Greg Marquez's painting of the peeper pond
I often dream of a meal Hemingway wrote about. It was simple:  Roasted chicken, good sharp cheddar, a fresh Parisian baguette and four bottles of white wine that had been chilled in the river. This meal comes to mind when the spring turns to summer and all I want to do is lie outside on a blanket in the park or near the peeper pond by my cabin while Greg paints. I have replicated it in all its satisfying plainness at least a dozen times. 

Plainly put:  It’s a mistake to confuse simplicity with the mundane. I have learned this from my artist lover who makes luminescent landscapes using watercolor. He paints what is out there, but his horizons, his skies evoke something transcendent--a belief in the uniqueness of the moment, that something in its original form is utterly beautiful.  
Mt. Silverheels by Greg Marquez

Recently, I was taken aback when a friend, someone who thinks seriously about food, balked at my request for homemade salsa for an upcoming outdoor party.

“But it’s BORING,” she said. 

Alas for a lack of imagination: Not the lack of imagination that fails to think of some combination of interesting ingredients that may or may not produce something marvelous, but the lack of imagination that distrusts the components in their most basic form to stand on their own.
 
Karen's Buttermilk Fried Chicken
My favorite simple food du jour is Fried Chicken. Good fried chicken seals in the chicken flavor, preserving the juice and pulp of the meat in a succulent, delightfully crackly coating that elevates it from a down home staple to real live soul food. It is neither greasy nor heavy nor laden. Great food, food worth writing and thinking about, food you remember, food that sustains us, should enliven, not leaden. It should pave the path to deep or scintillating conversations and camaraderie--or, the very least, lots and lots of fabulous kissing.

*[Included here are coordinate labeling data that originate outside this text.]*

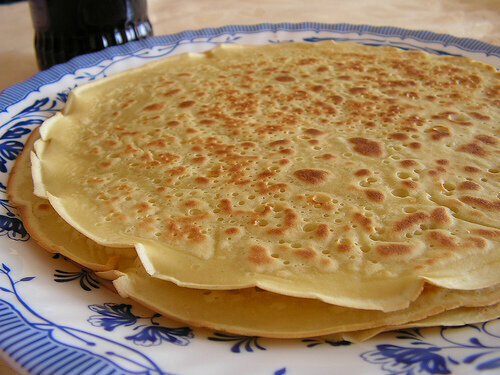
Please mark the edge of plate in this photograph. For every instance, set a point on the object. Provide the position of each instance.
(19, 91)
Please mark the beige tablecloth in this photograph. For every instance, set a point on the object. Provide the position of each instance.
(479, 19)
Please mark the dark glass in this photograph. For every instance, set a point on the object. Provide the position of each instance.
(68, 28)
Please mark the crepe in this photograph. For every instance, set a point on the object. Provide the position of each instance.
(341, 172)
(451, 318)
(48, 229)
(247, 311)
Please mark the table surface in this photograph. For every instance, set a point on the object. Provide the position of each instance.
(478, 19)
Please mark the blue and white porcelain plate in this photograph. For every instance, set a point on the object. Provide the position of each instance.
(56, 318)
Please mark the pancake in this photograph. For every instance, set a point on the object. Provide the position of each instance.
(345, 173)
(247, 311)
(451, 318)
(48, 229)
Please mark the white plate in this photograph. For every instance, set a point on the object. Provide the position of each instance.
(57, 319)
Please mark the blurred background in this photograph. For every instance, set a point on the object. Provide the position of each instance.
(479, 19)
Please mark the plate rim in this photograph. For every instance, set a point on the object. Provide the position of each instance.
(19, 91)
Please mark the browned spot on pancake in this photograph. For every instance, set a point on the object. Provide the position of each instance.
(194, 234)
(469, 185)
(367, 147)
(158, 143)
(486, 139)
(187, 104)
(399, 136)
(202, 180)
(207, 122)
(415, 145)
(408, 163)
(305, 253)
(191, 203)
(481, 202)
(308, 61)
(443, 162)
(287, 151)
(362, 172)
(327, 156)
(258, 255)
(44, 206)
(473, 149)
(143, 207)
(200, 159)
(410, 184)
(439, 132)
(393, 249)
(439, 215)
(477, 242)
(344, 247)
(226, 206)
(336, 99)
(409, 221)
(281, 142)
(285, 79)
(322, 231)
(154, 107)
(312, 176)
(471, 169)
(168, 158)
(109, 142)
(232, 230)
(265, 174)
(357, 90)
(290, 218)
(171, 92)
(489, 233)
(443, 239)
(314, 132)
(479, 116)
(374, 195)
(365, 222)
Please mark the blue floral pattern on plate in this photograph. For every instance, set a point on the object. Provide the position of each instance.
(56, 319)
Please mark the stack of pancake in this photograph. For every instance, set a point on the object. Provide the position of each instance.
(288, 190)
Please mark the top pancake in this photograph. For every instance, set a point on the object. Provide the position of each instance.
(334, 171)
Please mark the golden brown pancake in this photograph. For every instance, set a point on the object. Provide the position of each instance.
(339, 172)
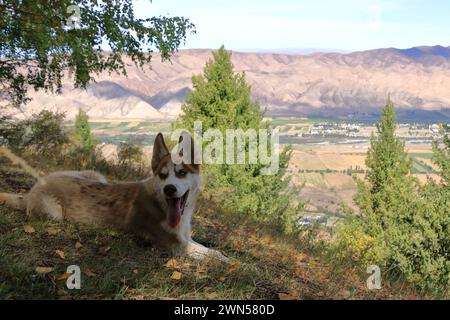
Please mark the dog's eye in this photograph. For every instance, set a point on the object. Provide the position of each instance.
(163, 176)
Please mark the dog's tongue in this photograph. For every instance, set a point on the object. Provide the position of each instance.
(174, 214)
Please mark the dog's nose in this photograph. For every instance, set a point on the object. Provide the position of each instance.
(169, 190)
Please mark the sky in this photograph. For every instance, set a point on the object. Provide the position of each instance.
(341, 25)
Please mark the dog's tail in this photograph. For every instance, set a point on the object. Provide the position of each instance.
(12, 200)
(20, 162)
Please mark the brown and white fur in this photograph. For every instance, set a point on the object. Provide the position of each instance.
(159, 209)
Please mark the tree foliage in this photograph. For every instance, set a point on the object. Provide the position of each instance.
(410, 223)
(82, 136)
(38, 44)
(222, 100)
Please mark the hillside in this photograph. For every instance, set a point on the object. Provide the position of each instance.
(323, 84)
(116, 265)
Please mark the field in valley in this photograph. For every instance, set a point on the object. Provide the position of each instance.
(325, 166)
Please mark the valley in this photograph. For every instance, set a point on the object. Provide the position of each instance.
(326, 158)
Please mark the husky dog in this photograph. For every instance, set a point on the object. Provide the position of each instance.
(158, 209)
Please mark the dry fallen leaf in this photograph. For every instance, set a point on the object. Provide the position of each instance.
(44, 270)
(64, 276)
(89, 273)
(176, 275)
(78, 245)
(212, 295)
(288, 296)
(28, 229)
(233, 266)
(172, 263)
(60, 254)
(52, 231)
(105, 249)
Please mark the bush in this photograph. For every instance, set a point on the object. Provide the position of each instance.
(355, 247)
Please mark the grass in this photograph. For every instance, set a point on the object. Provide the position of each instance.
(117, 265)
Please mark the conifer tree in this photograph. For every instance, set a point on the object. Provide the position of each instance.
(222, 100)
(82, 135)
(408, 222)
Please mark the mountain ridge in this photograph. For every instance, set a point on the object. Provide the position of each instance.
(416, 78)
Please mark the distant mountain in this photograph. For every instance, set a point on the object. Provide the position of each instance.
(335, 85)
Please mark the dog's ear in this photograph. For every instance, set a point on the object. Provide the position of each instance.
(160, 151)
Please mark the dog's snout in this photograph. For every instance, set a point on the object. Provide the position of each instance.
(170, 190)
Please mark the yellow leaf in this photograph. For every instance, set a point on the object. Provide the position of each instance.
(176, 275)
(105, 249)
(52, 231)
(78, 245)
(288, 296)
(212, 295)
(64, 276)
(43, 270)
(60, 254)
(172, 263)
(89, 273)
(28, 229)
(233, 266)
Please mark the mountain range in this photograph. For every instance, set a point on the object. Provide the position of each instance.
(334, 85)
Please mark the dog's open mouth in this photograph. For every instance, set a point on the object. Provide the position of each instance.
(176, 209)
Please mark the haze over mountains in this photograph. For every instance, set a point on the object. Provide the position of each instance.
(334, 85)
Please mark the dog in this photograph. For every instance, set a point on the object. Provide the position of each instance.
(158, 209)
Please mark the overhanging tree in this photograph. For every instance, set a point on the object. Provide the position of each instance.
(38, 43)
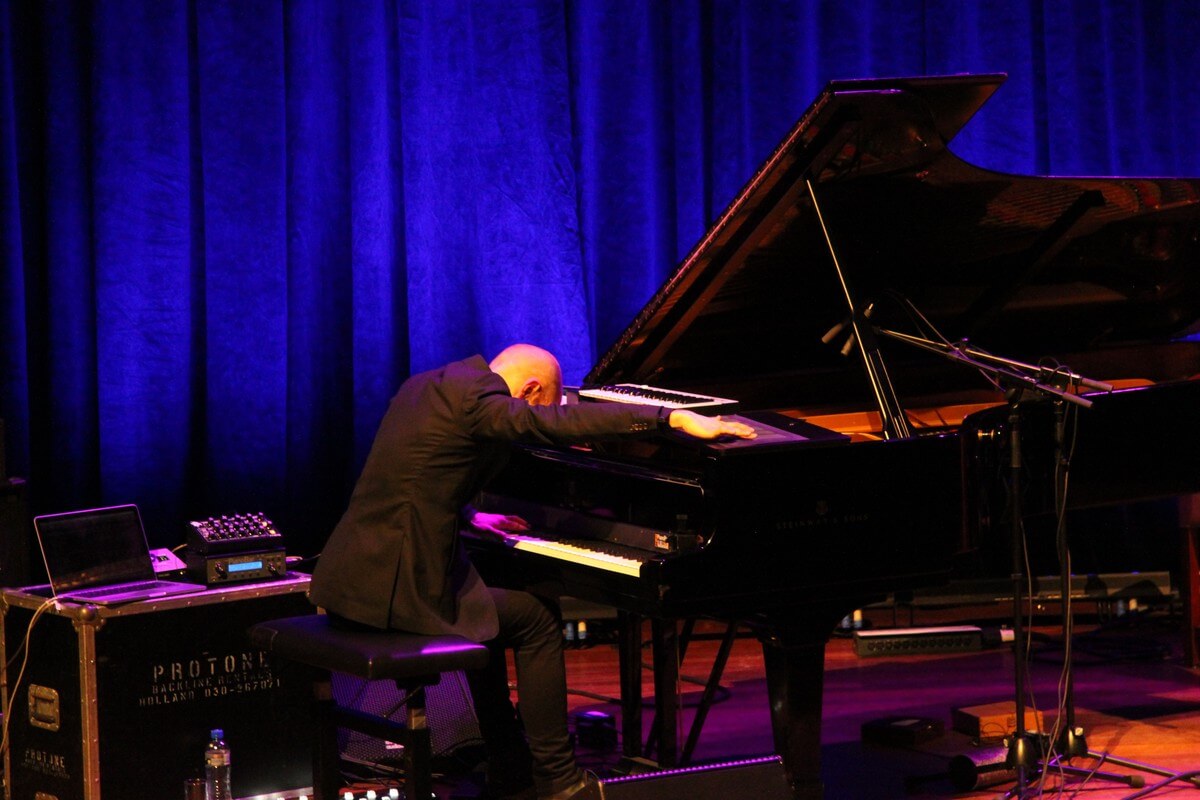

The Chicken & Waffles at Aceq, Arroyo Seco, NM
Until recently, I was certain I’d perfected fried chicken, but while celebrating my birthday in Taos with Greg in May,  I  discovered a version so good,  my culinary roadmap has shifted. Aceq fries its chicken off the bone, while still managing to preserved the juicy bird flavor under a coating so light and crispy, I was sure they’d used something other than flour for the breading. Greg ordered his chicken as a sandwich while I ate mine with waffles and real maple syrup. Despite accouterments, the chicken tasted like chicken instead of breaded chicken or fried chicken or chicken paired with something else. The frying enhanced rather than masked the flavor of the bird. Together with a Cline white Mourvedre, the meal was perfect.  We’re still talking about it. 


And, like the Hemingway meal, I expect Aceq’s chicken will be on my mind for years to come.  The secret, I think, lies in trusting the ingredients.  The chicken was local.  Beyond that, I am unsure, except---it was utterly beautiful.